Bölüm 6

5.1K 182 26
                                    

Gözlerimi yavaşça açarak odamda gözlerimi gezdirdim. Ellerimi yukarı kaldırıp biraz gerildikten sonra tavanı izlemeye başladım. Nedense tavanı izlemek hoşuma gidiyordu. Bazı zamanlar onunla konuştuğum bile olmuştu. Sanırım anlattiklarımıza yorum yapmaması hoşumuza gidiyordu. Gözlerimi kapatıp tekrar açtım ve yataktan yavaşça kalktım. Saçlarımı toplamadan ve dünkü kıyafetlerimle yatmıştım. Banyoya ayaklarımı sürüye sürüye gitmeye başladım. Soğuk suyla yüzümü yıkadıktan sonra havluyla kuruladım.

Merve'nin sesini duyunca istemsizce kaşlarım çatmıştı. Lavabodan çıkıp odamin penceresine geçip perdeyi açtım ve kahkaha atmam bir oldu. Çünkü Okan Merve'yi hortumla ıslatıyordu. Merve ise kahkaha atarak kaçıyordu.

Böyle olmaları çok güzeldi. İkisi birbirleri için yaratılmıştı ama gurur yapıp sevgili olmuyorlardı. İlginç.

Hızla odamdan çıkıp bahçeye ilerledim. Birbirleriyle hala su savaşı yapıyorlardı. Tam karşılarında durup

"Ne halt ediyorsunuz siz burda ?"

Beni gorunce birden durup bana baktılar.
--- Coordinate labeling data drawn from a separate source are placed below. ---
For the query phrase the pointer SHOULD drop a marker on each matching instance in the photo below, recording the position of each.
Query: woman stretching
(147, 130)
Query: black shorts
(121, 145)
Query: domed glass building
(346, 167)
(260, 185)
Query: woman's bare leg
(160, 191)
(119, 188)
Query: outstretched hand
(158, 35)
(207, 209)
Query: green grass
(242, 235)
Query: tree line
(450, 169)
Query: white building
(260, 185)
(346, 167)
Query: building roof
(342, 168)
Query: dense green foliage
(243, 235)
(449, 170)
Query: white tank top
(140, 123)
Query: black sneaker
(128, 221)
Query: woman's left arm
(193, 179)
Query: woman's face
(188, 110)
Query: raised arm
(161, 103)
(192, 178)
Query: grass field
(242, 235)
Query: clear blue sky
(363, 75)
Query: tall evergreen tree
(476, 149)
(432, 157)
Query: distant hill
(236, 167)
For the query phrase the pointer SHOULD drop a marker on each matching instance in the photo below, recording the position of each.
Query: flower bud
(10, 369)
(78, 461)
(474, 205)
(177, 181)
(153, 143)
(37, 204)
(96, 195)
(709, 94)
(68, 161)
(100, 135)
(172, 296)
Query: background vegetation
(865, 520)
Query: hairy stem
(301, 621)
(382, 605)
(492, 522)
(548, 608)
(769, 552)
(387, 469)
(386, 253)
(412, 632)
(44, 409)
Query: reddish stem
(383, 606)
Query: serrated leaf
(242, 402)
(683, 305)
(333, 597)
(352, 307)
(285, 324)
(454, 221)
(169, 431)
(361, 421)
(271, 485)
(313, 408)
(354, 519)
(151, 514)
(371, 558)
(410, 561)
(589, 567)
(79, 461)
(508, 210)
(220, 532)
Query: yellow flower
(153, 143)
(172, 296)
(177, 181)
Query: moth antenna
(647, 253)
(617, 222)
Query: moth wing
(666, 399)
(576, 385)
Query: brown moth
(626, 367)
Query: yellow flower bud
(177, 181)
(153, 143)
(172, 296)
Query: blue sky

Tabi ki Okan'ın elindeki hortum bana gelerek beni ıslatmaya başladı.

"Ov Deniz ben çok üzgünüm. Dönünce öyle oldu."

Haince sırıtarak Okan'a ilerledim ve elindkei hortumu alıp Merve ve Okan'ı ıslatmaya başladım.

"Deniz yapma kes şunu." Okan hem kahkaha atıyor hem de eliyle suyu engellemeye çalışıyordu. Hortumu Merve'ye cevirdigimde ayağı kayıp cimlerin üstüne düştü. Bu haline kahkaha atmaya başlarken Okan arkama geçip belimden sarıldı ve beni havaya kaldırdı.

"Merve hortumu al Deniz'i ıslat çabuk."

"Yo yo yo Okan bırak beni." bir yandan kahkaha atıp Okan'ın elinden kurtulmaya çalışıyordum. Merve hortumu alıp bana doğru yani bize doğru tutunca Okanla ikimiz sırıl sıklam olmuştuk.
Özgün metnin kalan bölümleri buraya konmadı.